According to her website, mollybrown.org, she was a progressive reformer who ran for state senate, a feat that was unheard of at the time. As her very own husband stated, a woman’s name should only show up in the paper three times: at her birth, her marriage, and her death. So she pulled out of the race. They traveled the world, visiting countries like Ireland, France, Russia, India and Japan, but after 23 years of marriage the Browns separated. He gave her a nice settlement, and she continued traveling.
She was with some friends and her daughter in Paris when she received news about an ill grandson, and she had to cut her vacation short. She grabbed the first ride home available, and THAT, my friends, is how Molly Brown wound up on the Titanic.

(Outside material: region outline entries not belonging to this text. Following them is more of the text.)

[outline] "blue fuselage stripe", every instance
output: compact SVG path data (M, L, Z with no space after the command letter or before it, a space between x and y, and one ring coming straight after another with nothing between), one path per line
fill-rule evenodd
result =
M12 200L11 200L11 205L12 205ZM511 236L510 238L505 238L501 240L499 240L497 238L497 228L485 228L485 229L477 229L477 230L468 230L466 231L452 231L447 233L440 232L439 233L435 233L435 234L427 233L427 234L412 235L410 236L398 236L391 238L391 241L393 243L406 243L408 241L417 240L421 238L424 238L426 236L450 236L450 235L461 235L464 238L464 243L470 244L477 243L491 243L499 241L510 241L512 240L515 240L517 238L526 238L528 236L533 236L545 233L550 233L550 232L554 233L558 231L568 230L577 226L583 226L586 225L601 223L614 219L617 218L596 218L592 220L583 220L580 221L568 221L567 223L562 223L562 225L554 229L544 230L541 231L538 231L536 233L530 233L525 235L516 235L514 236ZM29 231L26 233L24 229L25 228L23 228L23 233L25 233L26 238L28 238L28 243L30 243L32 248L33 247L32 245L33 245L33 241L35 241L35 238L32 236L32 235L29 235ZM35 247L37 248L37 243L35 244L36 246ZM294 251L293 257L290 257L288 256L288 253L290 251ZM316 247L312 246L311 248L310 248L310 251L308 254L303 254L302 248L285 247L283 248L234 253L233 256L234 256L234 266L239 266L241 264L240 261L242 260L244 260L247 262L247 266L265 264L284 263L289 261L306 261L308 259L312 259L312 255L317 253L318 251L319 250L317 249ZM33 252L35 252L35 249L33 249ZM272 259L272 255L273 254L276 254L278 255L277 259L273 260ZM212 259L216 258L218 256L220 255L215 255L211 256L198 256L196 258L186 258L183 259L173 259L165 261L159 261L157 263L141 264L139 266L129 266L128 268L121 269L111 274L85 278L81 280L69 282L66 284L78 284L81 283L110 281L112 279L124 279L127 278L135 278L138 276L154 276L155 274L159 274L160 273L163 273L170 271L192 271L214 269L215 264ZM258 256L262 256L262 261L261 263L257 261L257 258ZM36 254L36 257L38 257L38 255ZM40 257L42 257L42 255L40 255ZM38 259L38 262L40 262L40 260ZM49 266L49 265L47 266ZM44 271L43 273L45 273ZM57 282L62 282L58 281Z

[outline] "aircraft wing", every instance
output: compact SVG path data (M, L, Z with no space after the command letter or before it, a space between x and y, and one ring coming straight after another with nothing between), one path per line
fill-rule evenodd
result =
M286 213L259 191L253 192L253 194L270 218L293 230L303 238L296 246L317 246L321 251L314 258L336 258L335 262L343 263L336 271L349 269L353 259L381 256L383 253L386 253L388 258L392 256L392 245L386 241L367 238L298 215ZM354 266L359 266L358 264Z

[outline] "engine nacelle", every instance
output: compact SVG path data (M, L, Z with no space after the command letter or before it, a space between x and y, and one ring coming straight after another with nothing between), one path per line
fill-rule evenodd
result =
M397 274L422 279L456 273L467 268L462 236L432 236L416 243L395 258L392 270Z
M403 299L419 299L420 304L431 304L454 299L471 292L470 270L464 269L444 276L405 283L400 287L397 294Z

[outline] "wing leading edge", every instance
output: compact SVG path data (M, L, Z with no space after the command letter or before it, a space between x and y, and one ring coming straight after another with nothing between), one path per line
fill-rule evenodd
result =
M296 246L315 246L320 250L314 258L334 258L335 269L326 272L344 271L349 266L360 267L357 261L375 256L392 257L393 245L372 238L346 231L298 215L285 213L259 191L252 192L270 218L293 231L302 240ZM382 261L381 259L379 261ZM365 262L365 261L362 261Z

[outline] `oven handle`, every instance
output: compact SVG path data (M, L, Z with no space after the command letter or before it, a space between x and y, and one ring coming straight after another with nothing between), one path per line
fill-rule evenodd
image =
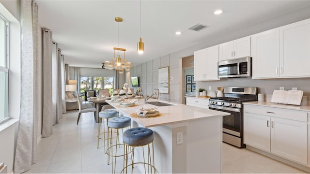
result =
M239 108L231 108L229 107L217 106L217 105L215 105L212 104L209 104L208 106L209 106L209 108L212 108L214 109L221 109L223 110L232 111L232 112L238 112L238 113L240 112L240 109Z

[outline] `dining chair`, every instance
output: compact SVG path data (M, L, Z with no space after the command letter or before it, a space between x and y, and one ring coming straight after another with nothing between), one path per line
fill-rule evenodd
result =
M82 103L82 98L79 96L78 97L78 123L77 124L78 124L78 120L79 120L79 117L81 116L81 114L91 112L93 112L93 116L96 119L96 108L94 107L83 108L83 104Z
M99 89L99 97L102 97L102 96L105 96L106 97L110 97L110 93L108 89Z

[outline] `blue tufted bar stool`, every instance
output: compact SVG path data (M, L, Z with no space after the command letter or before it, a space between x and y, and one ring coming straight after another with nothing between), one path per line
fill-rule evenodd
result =
M119 148L120 147L121 145L124 145L124 144L121 144L119 140L119 130L124 128L129 128L131 125L131 119L126 116L118 116L117 117L114 117L109 119L108 121L108 127L111 129L110 137L112 137L112 133L113 131L113 129L116 129L116 135L117 138L116 139L116 142L115 144L113 144L113 139L109 138L108 137L108 141L109 142L108 147L107 150L107 154L108 155L108 165L109 163L110 157L112 159L112 173L115 173L115 168L116 166L116 157L124 157L125 158L125 153L123 153L122 154L117 154L117 146ZM114 130L115 131L115 130ZM115 147L115 148L114 148ZM115 154L113 154L113 148L115 149ZM113 172L113 157L115 158L115 161L114 164L114 172ZM124 161L124 160L123 160ZM123 165L124 163L123 162Z
M127 173L127 168L128 167L131 166L131 173L133 172L134 165L135 164L143 164L144 165L144 173L147 173L145 168L145 165L147 164L148 167L148 171L147 173L156 173L157 171L155 168L154 161L154 145L153 145L153 141L154 140L154 135L153 131L149 129L145 128L134 128L129 129L125 131L123 134L123 141L125 145L125 149L124 150L127 152L126 158L126 166L123 169L124 173ZM151 157L151 150L150 145L152 143L153 149L153 164L152 163L152 158ZM148 163L145 162L144 158L144 146L148 146ZM134 156L135 155L135 147L142 146L143 156L143 162L134 162ZM129 147L132 147L132 156L131 164L128 164L128 151ZM150 172L151 169L151 172ZM123 171L122 171L123 172Z
M108 130L106 131L105 128L104 119L107 119L107 124L108 124L108 121L109 118L118 116L118 113L117 111L114 110L106 110L104 111L100 111L99 113L99 126L98 127L98 135L97 136L97 148L99 148L99 140L103 140L103 145L104 147L105 153L107 153L107 148L106 146L106 140L108 140L108 138L106 137L106 133L109 136L109 131L108 127ZM103 119L103 132L100 132L100 125L101 125L101 122ZM103 138L100 137L100 135L103 134ZM108 136L107 136L108 137ZM107 145L108 146L108 141L107 141Z

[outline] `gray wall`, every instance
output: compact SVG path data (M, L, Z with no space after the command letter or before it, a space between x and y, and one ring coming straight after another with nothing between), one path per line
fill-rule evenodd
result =
M297 12L291 12L285 15L260 21L260 22L257 24L249 26L241 30L236 31L232 29L231 32L226 35L220 37L209 38L203 43L171 53L168 55L160 58L154 58L151 61L137 65L134 66L133 70L131 71L130 76L139 76L140 79L140 83L143 93L145 93L145 91L149 92L152 91L152 89L158 87L157 69L169 66L170 76L173 77L173 80L170 81L170 94L161 94L160 99L179 102L181 101L179 97L180 58L193 55L194 52L197 50L309 18L310 7L308 6ZM253 21L253 23L256 23L255 21ZM151 66L151 64L153 66ZM146 69L145 67L147 67L147 69ZM152 67L153 69L150 70L149 67ZM153 75L151 75L151 74ZM297 87L298 89L303 90L306 95L310 95L310 94L309 94L310 93L310 78L269 80L252 80L248 78L223 79L217 81L196 82L196 88L203 87L208 90L209 86L211 86L212 89L216 90L216 87L221 86L256 86L260 87L261 92L272 94L273 89L278 89L280 86L285 87L286 90L288 90L291 89L294 86L294 87Z

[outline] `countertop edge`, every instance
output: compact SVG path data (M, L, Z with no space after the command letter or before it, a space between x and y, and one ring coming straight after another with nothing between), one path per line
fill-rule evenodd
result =
M267 102L243 102L244 104L248 104L256 106L271 107L280 109L286 109L310 112L310 106L297 106L285 104L278 104Z

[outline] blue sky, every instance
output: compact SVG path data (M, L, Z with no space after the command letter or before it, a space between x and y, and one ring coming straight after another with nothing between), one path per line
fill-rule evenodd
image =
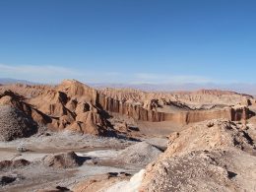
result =
M256 83L255 0L0 1L0 78Z

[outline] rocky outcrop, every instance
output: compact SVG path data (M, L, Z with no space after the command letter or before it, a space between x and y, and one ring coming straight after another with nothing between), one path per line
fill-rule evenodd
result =
M9 105L0 105L0 140L29 137L37 131L37 124L26 113Z
M108 113L119 113L141 121L172 121L181 125L215 118L239 121L251 116L246 105L215 107L215 104L224 102L222 99L230 104L248 101L251 97L220 91L183 94L96 91L75 80L65 80L58 86L19 84L0 88L0 104L19 108L38 125L94 135L107 135L111 129ZM196 105L200 109L195 109ZM175 110L168 111L169 107Z
M167 150L147 167L141 191L250 191L256 174L247 177L246 171L255 167L253 153L242 125L213 120L188 126L170 135Z

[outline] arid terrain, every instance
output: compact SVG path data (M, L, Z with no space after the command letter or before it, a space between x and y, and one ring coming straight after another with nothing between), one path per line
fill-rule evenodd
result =
M256 100L219 90L0 86L0 191L256 191Z

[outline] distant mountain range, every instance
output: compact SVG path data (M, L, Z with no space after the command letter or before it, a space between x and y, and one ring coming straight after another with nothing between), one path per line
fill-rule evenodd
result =
M36 83L32 83L27 80L17 80L17 79L12 79L12 78L0 78L0 84L36 84Z
M0 78L0 84L29 84L35 85L39 83L30 82L27 80L17 80L12 78ZM110 83L86 83L87 85L97 88L115 88L115 89L137 89L146 92L175 92L175 91L196 91L202 89L209 90L226 90L233 91L241 94L249 94L256 96L256 84L245 84L245 83L236 83L236 84L110 84Z

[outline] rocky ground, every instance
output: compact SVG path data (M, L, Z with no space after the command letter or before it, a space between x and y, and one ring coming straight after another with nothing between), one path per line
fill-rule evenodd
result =
M0 191L256 191L255 103L75 80L0 86Z

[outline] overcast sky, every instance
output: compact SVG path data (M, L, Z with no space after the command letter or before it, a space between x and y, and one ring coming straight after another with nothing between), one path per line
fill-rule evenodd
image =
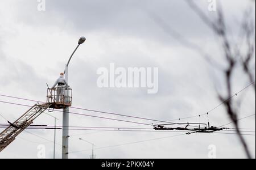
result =
M46 83L53 84L81 36L86 38L71 61L69 84L73 89L73 106L154 120L168 121L205 113L220 103L216 88L223 90L222 75L214 70L196 52L174 37L179 32L186 41L198 44L222 65L217 39L184 1L180 0L46 0L46 11L39 11L36 0L0 1L0 95L46 100ZM210 17L207 0L196 1ZM243 11L255 6L251 1L217 1L223 8L229 28L237 39L237 25ZM255 14L255 7L252 7ZM254 19L255 20L255 19ZM168 27L166 27L168 26ZM147 89L100 88L97 86L98 68L110 63L127 68L158 67L159 91ZM255 63L255 57L254 57ZM255 73L255 67L254 71ZM242 72L236 73L233 93L250 83ZM236 100L244 100L240 117L255 112L255 93L243 91ZM33 105L34 102L0 96L0 101ZM0 103L0 113L14 121L28 108ZM223 106L209 116L213 126L228 123ZM71 112L151 124L154 122L71 109ZM62 113L49 113L59 118ZM138 125L71 114L70 126L130 127ZM255 117L240 122L241 128L255 129ZM205 117L201 121L207 122ZM199 121L199 118L185 121ZM0 117L0 124L6 124ZM52 117L42 114L34 124L53 125ZM140 128L151 128L149 126ZM232 125L229 125L232 128ZM53 131L27 130L53 141ZM96 148L162 138L183 133L126 132L71 130L70 158L88 158L90 144ZM255 133L254 133L255 134ZM74 135L74 136L72 136ZM255 136L245 136L254 158ZM61 143L61 131L56 142ZM0 158L37 158L39 144L46 147L46 158L52 158L52 142L23 132L3 151ZM236 135L191 134L121 146L95 151L97 158L208 158L208 146L214 144L218 158L245 158ZM61 156L57 145L56 158Z

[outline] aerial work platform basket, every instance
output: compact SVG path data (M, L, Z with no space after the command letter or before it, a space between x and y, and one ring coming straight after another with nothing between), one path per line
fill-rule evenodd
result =
M65 87L49 88L47 90L47 103L52 104L50 108L64 109L71 106L72 90Z

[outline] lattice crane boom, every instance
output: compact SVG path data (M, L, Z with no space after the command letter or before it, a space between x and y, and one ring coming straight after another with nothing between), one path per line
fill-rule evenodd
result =
M0 152L9 145L22 131L53 103L36 104L0 134Z

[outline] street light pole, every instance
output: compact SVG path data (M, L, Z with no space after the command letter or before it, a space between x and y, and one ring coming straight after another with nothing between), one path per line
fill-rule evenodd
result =
M55 159L55 148L56 148L56 120L59 120L58 118L57 118L56 117L54 117L49 114L48 114L47 113L44 113L45 114L54 118L54 142L53 142L53 159Z
M68 60L68 63L66 65L65 69L64 70L65 78L67 82L68 82L68 65L73 57L73 55L76 52L79 46L85 41L86 39L84 37L81 37L79 39L78 45L74 52L71 54L71 56ZM62 159L68 159L68 127L69 125L69 109L68 107L63 109L63 130L62 130Z
M54 145L53 145L53 159L55 159L55 146L56 146L56 119L54 118Z

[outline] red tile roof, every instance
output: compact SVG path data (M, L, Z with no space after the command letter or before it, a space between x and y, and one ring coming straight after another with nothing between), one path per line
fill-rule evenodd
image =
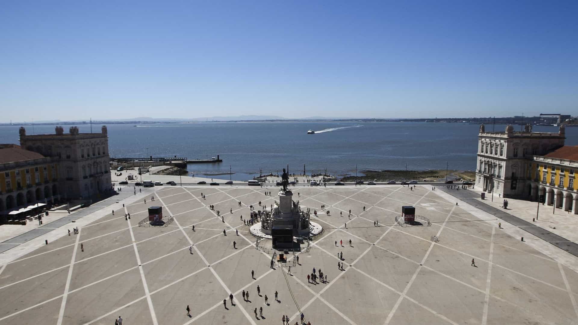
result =
M564 146L544 157L578 161L578 146Z
M44 158L42 154L17 147L0 148L0 164Z

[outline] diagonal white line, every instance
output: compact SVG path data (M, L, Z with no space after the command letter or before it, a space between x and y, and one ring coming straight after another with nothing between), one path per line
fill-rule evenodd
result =
M70 267L68 268L68 276L66 278L66 283L64 286L64 294L62 294L62 302L60 304L60 311L58 312L58 320L57 325L61 325L62 318L64 317L64 308L66 305L66 298L68 297L68 290L70 289L71 280L72 279L72 269L74 268L74 261L76 259L76 252L78 250L78 242L80 240L80 232L82 229L79 229L79 232L76 235L76 241L75 243L74 250L72 251L72 256L71 257Z
M127 208L124 208L124 212L128 213ZM127 219L128 226L131 226L131 221ZM135 255L136 257L136 263L139 265L139 272L140 273L140 280L143 282L143 287L144 289L144 296L146 296L147 302L149 303L149 309L150 311L150 317L153 319L153 324L158 325L158 320L157 320L157 314L154 312L154 307L153 306L153 300L150 298L150 293L149 292L149 286L146 283L146 279L144 278L144 271L143 270L142 264L140 263L140 256L139 255L139 249L136 247L136 241L135 240L135 234L132 232L132 227L129 227L131 232L131 239L132 240L132 247L135 249ZM60 325L60 324L58 324Z
M189 194L190 194L191 196L194 197L195 199L196 199L198 202L201 202L203 205L205 204L204 203L201 202L201 200L199 200L198 198L195 197L195 196L193 195L192 194L191 194L190 192L189 192ZM172 215L171 210L169 209L168 208L167 208L166 205L165 205L165 203L162 201L162 199L159 198L158 200L160 200L161 203L162 203L162 205L165 206L165 208L166 209L166 212L169 213L169 215ZM191 244L191 246L192 246L193 249L194 249L195 252L196 252L199 255L199 257L201 257L201 258L205 262L205 265L207 265L207 267L209 268L209 269L210 269L211 272L213 274L213 275L215 277L216 279L217 279L217 280L219 282L219 283L221 284L221 286L223 287L223 289L225 289L225 292L231 293L231 290L229 290L229 288L227 287L227 285L225 284L225 282L223 282L223 279L221 279L221 278L218 276L218 275L217 274L217 272L215 272L213 268L210 267L210 264L207 261L206 258L205 258L205 256L203 256L203 254L201 253L201 251L199 250L199 249L197 248L197 246L193 245L192 241L191 240L190 237L189 237L188 235L187 234L187 232L184 231L184 229L180 226L180 224L179 223L179 220L177 219L177 218L173 217L173 220L175 221L175 223L177 224L177 226L178 226L180 228L181 231L182 231L183 234L184 235L185 238L187 238L187 239L188 241L188 242ZM253 325L257 325L257 324L255 323L255 321L253 320L253 318L250 316L249 316L249 313L247 312L247 311L245 310L244 308L243 307L243 306L240 304L240 303L239 302L239 301L237 300L236 298L235 298L235 301L236 302L236 305L239 306L239 308L240 309L241 312L243 312L243 315L245 315L245 317L247 317L247 319L249 320L249 322Z
M572 293L570 289L570 285L568 283L568 279L566 278L566 274L564 273L564 269L562 267L562 264L558 263L558 267L560 268L560 273L562 274L562 279L564 280L566 290L568 291L568 294L570 295L570 301L572 302L572 306L574 307L574 312L576 313L576 317L578 317L578 305L576 304L576 297L574 297L574 294Z
M488 323L488 309L490 306L490 289L492 280L492 260L494 258L494 234L496 227L492 227L492 237L490 242L490 260L488 263L488 276L486 280L486 298L484 299L484 311L481 316L481 325Z

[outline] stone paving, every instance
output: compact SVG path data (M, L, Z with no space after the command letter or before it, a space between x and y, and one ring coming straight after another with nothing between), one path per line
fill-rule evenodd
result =
M240 219L249 205L269 205L275 197L263 189L221 187L154 188L154 202L149 195L146 203L140 197L117 205L114 215L81 227L79 235L0 266L0 325L113 324L119 316L125 325L280 324L283 315L292 325L302 312L313 324L577 324L578 273L431 187L295 189L302 208L317 210L324 231L291 275L287 265L269 268L271 256L255 249ZM409 205L431 226L397 225L401 206ZM174 222L138 227L151 205ZM327 283L307 283L314 267ZM263 316L255 317L261 307Z

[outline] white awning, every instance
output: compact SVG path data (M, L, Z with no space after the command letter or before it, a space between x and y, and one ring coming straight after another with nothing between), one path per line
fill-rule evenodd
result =
M45 206L45 205L46 205L46 203L38 203L37 204L33 204L32 205L28 205L28 206L26 207L26 208L28 209L29 209L29 210L32 210L32 209L34 209L35 208L40 208L40 206Z

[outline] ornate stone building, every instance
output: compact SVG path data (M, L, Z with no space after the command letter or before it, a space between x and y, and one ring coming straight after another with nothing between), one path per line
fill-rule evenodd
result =
M564 125L547 133L532 132L529 124L520 131L508 125L504 132L487 132L482 124L478 139L476 186L503 197L529 198L533 157L562 147L565 136Z
M54 134L26 134L20 128L20 146L45 157L58 165L58 187L65 199L88 198L111 189L106 127L101 133L79 133L71 127L65 134L56 127Z

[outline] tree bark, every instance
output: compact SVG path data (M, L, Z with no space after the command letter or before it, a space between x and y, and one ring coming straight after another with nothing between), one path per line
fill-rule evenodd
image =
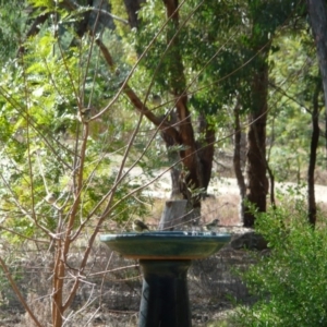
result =
M242 162L241 162L241 140L242 140L242 130L240 124L240 99L238 96L237 104L234 107L234 153L233 153L233 167L234 172L240 190L240 218L244 220L244 198L246 194L246 185L244 181L244 175L242 172Z
M268 95L268 51L258 55L261 66L253 76L252 108L249 114L247 133L247 192L245 199L254 204L258 211L266 211L266 197L268 193L268 179L266 175L266 123L267 123L267 95ZM245 208L244 227L254 227L255 217Z
M318 96L322 89L322 82L319 81L316 85L316 89L313 96L313 112L311 116L312 119L312 136L311 136L311 145L310 145L310 160L308 160L308 169L307 169L307 219L308 222L315 227L317 219L317 207L315 199L315 166L316 166L316 157L317 157L317 147L319 141L319 105L318 105Z
M307 0L307 8L317 48L327 112L327 4L325 0Z

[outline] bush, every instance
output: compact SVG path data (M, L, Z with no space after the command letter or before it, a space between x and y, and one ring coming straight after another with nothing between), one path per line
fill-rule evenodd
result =
M241 275L257 301L241 306L233 326L327 326L327 233L313 229L304 205L257 215L271 253Z

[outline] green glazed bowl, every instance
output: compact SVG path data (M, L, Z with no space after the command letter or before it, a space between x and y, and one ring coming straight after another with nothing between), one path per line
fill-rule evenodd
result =
M158 231L104 234L100 241L128 258L199 259L218 252L231 239L228 233Z

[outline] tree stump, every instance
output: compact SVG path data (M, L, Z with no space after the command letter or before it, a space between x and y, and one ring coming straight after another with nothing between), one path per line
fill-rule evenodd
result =
M185 225L194 225L198 213L190 209L186 199L167 201L159 222L159 230L182 230Z

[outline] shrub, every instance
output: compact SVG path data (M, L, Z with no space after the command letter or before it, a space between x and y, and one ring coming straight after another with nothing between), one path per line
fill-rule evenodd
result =
M257 301L237 311L233 326L327 326L327 233L324 222L307 223L303 208L257 214L271 253L241 275Z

They said it couldn’t sink.

She was in her bed reading during the crash, and it knocked her out of her bed and onto the floor. She went out in the hallway, and next thing she knew she was in lifeboat #6 and lowered to the water with 21 other women, men, and a a twelve year old boy. Her lifeboat was found by the Carpathathia and she was rescued.

Realizing all the other women were headed to a country without their husbands, children, clothes, money and valuables, she rallied the first class passengers to donate money to help less fortunate passengers. By the time she reached New York, she raised $10,000. She grew on to fight progressive causes, but ultimately is known as the Unsinkable Mollly Brown.

1967- Nancy and Frank Sinatra had the #1 song
…on the Billboard Hot 100, the Cashbox Best Sellers List and Britain’s New Musical Express record chart with “Something Stupid”. To this day, they are the only father and daughter team to have a US chart topping single. Unforgettable reached #14 in 1991.